Educational facilities from colleges to grade schools are finding that they can achieve significant cost savings as well as reduce their carbon footprint by implementing a few key sustainable measures that range from lighting retrofits to “green” roofs.
As an example, Olympic College in Washington state expects its power consumption to drop by more than 813,000 kilowatt hours per year, while reducing the school’s carbon emissions by 544 tons after it completes its lighting upgrade and retrofit at all three of its campuses, reports Bremerton Patriot.
The school expects to offset more than half of the cost of the project through a $226,000 rebate from Puget Sound Energy, according to the article. In addition, the school estimates a savings of nearly $5,000 per month in electricity costs on the three campuses.
The project, under contract with the Light Doctor, will include the replacement of current HID lights in parking lots with more efficient fluorescent bulbs. The lighting company told the newspaper that the school will also replace current 32-watt LED lights with smaller 28-watt bulbs, T-12 fluorescent bulbs with more efficient T-8s and use one of the newest technologies in the lighting industry, T-5 bulbs.

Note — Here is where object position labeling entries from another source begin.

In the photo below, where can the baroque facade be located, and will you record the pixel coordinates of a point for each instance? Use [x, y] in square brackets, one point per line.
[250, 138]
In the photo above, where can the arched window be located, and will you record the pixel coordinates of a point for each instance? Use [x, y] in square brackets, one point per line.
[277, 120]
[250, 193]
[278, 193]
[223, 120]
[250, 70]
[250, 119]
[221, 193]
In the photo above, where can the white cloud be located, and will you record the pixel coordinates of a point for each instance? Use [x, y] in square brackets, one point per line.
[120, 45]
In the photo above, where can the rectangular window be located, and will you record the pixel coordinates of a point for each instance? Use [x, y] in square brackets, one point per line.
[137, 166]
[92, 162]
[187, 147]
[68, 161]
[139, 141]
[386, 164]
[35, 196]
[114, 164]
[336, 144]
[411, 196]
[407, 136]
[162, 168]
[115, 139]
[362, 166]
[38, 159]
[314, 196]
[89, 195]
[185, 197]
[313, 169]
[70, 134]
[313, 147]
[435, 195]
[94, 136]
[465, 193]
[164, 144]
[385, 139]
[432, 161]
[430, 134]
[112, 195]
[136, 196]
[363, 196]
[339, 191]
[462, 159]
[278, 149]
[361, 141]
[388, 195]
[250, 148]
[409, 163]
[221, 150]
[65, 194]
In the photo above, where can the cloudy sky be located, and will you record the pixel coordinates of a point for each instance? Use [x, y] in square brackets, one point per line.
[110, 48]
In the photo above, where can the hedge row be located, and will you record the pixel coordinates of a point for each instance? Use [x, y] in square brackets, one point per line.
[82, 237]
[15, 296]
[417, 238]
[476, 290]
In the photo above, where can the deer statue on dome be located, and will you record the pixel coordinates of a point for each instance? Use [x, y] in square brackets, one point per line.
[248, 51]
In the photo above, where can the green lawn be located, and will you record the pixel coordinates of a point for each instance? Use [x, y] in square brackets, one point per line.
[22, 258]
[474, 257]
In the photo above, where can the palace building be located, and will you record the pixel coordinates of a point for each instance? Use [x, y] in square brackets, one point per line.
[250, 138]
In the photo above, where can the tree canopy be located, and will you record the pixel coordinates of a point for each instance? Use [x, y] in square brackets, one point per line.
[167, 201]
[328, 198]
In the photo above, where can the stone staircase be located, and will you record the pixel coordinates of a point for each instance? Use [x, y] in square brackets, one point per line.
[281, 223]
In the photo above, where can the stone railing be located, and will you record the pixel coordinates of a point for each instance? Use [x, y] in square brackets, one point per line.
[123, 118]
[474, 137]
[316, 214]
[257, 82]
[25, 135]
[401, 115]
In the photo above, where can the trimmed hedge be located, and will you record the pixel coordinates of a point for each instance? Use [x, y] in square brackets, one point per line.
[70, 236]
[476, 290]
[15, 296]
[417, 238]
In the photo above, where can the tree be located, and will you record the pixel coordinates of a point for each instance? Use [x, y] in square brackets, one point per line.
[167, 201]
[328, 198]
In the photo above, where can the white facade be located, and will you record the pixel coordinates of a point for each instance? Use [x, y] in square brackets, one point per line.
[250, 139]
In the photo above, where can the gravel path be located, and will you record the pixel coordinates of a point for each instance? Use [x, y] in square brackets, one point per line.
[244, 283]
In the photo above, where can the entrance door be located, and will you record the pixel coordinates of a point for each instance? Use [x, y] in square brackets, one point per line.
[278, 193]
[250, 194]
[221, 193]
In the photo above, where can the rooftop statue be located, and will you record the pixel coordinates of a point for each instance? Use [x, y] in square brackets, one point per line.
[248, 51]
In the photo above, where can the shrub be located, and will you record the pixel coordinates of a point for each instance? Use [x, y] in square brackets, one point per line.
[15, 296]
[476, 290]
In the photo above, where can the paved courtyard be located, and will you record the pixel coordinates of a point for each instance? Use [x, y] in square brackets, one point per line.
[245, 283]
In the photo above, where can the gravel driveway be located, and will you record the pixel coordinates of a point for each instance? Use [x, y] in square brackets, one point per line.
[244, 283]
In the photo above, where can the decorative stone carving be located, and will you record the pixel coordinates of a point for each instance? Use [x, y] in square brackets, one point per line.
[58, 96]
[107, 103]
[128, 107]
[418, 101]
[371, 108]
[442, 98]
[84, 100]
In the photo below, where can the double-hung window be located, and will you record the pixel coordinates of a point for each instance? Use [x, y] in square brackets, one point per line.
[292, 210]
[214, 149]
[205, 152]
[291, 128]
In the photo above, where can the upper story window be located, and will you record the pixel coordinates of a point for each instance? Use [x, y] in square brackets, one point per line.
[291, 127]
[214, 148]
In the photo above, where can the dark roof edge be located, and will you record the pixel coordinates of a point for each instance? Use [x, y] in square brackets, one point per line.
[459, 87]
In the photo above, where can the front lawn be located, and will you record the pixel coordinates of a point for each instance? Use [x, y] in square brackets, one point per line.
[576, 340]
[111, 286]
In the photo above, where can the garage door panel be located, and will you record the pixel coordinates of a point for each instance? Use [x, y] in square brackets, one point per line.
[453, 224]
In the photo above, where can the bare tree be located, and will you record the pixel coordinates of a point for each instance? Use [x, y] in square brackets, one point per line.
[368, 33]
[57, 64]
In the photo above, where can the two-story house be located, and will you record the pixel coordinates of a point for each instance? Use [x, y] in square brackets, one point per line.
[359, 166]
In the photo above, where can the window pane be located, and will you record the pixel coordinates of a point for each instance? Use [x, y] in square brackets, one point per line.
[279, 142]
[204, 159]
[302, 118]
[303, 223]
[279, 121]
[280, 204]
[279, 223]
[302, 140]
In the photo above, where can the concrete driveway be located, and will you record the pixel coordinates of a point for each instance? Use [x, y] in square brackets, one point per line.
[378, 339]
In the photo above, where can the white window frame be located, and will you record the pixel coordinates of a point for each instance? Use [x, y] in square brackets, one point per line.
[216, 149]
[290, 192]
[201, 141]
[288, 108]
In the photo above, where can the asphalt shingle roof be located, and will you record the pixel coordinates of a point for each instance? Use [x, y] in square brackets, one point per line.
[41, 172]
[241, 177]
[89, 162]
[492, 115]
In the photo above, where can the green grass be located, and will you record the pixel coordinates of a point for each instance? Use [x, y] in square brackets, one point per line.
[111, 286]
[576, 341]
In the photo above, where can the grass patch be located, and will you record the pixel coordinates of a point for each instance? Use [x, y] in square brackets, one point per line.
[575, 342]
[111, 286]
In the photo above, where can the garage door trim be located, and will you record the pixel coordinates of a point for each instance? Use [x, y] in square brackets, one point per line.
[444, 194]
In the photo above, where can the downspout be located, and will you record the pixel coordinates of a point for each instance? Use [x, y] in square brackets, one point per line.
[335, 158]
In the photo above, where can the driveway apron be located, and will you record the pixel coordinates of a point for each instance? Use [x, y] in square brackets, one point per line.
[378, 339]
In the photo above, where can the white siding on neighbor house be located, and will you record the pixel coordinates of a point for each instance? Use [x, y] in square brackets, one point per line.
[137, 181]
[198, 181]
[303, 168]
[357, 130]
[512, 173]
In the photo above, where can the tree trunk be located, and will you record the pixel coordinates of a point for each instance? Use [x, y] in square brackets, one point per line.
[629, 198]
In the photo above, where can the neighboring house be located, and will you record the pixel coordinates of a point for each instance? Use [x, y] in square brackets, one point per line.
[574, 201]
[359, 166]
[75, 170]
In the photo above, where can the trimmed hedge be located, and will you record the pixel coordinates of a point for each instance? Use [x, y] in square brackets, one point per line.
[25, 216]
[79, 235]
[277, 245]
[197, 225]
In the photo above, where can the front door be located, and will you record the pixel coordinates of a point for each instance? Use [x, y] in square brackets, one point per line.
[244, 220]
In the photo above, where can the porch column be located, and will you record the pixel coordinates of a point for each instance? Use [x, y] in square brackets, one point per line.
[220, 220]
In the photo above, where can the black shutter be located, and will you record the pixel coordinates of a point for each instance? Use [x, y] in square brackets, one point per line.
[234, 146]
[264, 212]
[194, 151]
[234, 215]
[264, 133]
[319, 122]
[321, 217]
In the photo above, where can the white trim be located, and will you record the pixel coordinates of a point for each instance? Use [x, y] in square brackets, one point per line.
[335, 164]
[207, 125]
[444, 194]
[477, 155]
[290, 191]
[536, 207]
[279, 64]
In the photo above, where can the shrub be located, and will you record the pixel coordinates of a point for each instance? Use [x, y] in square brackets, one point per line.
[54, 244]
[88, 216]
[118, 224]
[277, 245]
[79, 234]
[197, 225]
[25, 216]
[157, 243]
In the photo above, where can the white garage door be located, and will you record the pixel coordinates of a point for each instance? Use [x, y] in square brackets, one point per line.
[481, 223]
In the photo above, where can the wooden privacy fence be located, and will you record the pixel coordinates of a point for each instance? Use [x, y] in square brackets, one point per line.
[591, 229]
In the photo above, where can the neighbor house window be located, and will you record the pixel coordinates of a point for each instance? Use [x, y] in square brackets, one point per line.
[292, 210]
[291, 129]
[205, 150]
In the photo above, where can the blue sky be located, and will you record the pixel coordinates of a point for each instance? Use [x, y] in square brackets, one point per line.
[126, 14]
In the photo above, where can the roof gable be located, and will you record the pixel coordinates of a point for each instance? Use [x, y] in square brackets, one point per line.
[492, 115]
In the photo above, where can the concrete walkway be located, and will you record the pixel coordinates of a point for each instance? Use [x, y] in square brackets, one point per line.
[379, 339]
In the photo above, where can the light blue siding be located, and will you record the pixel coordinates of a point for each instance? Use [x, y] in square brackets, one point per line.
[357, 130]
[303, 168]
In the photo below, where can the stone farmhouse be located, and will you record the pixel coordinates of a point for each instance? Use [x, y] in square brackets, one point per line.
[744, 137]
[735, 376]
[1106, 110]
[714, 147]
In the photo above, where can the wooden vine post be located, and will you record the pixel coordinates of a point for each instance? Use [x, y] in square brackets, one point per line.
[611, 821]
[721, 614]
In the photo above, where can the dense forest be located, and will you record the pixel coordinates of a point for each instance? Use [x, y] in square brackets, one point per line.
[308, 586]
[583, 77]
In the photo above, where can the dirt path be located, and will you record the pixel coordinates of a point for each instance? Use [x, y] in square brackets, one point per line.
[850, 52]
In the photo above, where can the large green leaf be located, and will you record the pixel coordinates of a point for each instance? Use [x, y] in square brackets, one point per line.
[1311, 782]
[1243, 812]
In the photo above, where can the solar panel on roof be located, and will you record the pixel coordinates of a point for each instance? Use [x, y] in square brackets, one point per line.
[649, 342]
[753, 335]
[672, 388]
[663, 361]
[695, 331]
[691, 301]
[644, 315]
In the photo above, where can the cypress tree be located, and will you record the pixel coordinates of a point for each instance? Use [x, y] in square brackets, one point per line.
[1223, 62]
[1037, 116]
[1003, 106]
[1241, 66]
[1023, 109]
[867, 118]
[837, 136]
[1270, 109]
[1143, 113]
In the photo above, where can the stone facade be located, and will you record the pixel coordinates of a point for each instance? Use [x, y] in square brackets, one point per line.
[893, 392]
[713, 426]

Taking energy-efficiency optimization one step further, the new Prairie Point Middle School and 9th Grade Academy in Cedar Rapids, Idaho, has installed a state-of-the-art energy management system and geothermal system, reports TradingMarkets.com. The new school was designed from the start, with the help of Alliant Energy, to reduce energy consumption and heating and cooling costs.
The energy management system will be programmed to shut down systems after hours to decrease unnecessary energy use.
Alliant Energy’s Commercial New Construction program helped the school decrease electricity consumption by nearly 60 percent, saving more than 2,712,243 kWh of electricity each year, according to the company. This translates into an estimated $191,172 in annual energy costs, energy efficiency rebates of $380,000, and avoidance of more than 1,948 metric tons of carbon dioxide emissions each year.
The University of Texas at El Paso is using a green roof to achieve energy savings. The Biology Building at the University of Texas is said to be among one of the first commercial buildings in the region to feature a green roof, reports the El Paso Times. The 9,156-square-foot roof is designed to improve the building’s energy performance and extend the roof’s life.